黒獣

蔵井部遥

第1話

 日付が変わって数時間経った頃、漸く仕事が一段落したので職場を出た。


 大通りまで5分ほど歩きタクシーを停めようと右手を上げる。何台かが俺が見えないかのように行き過ぎていく。いつもの事だ。手を挙げた俺に緩やかに近づいたタクシーが俺の顔を視認できる距離になった途端にスピードを上げて離れていくようになったのはいつからだろうか。

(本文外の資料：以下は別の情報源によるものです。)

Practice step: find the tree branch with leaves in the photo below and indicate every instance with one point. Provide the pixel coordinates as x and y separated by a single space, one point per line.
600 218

 程なくして、街頭に照らされた道を獰猛な瞳をギラつかせた黒いネコ科の肉食獣のようにタクシーが近づいてきて、ガラス越しに運転手と目が合った。運転手は一瞬表情を変えたが黒い獣は行き過ぎることなく俺の前で巨体を震わせるようにして停まった。獣は咢を開き、俺はその体内に身体を滑り込ませる。


「どちらまで」


 愛想の悪い運転手が淀んだ声で行き先を問う。これもいつもの事だ。俺を乗せようとするタクシーの運転手は押し並べて生気が無い。生気が無いからこそ俺を乗せるのか。俺は大きな幹線沿いを通り目印となる建物に至るルートを告げる。


「すみません、もう一度お願いします」


 振り返りもせずに運転手が問う。愛想が悪い運転手には慣れているが余りの無愛想さに面食らう。少し不愉快さを声に滲ませて再度ルートを告げる。果たして運転手は聞き取れたのか、ぎこちない手つきでメーターをスタートさせた。


 アスファルト舗装に爪を立てながら走るタクシーの中で俺はいつからタクシーが掴まりにくくなったのかと思い起していた。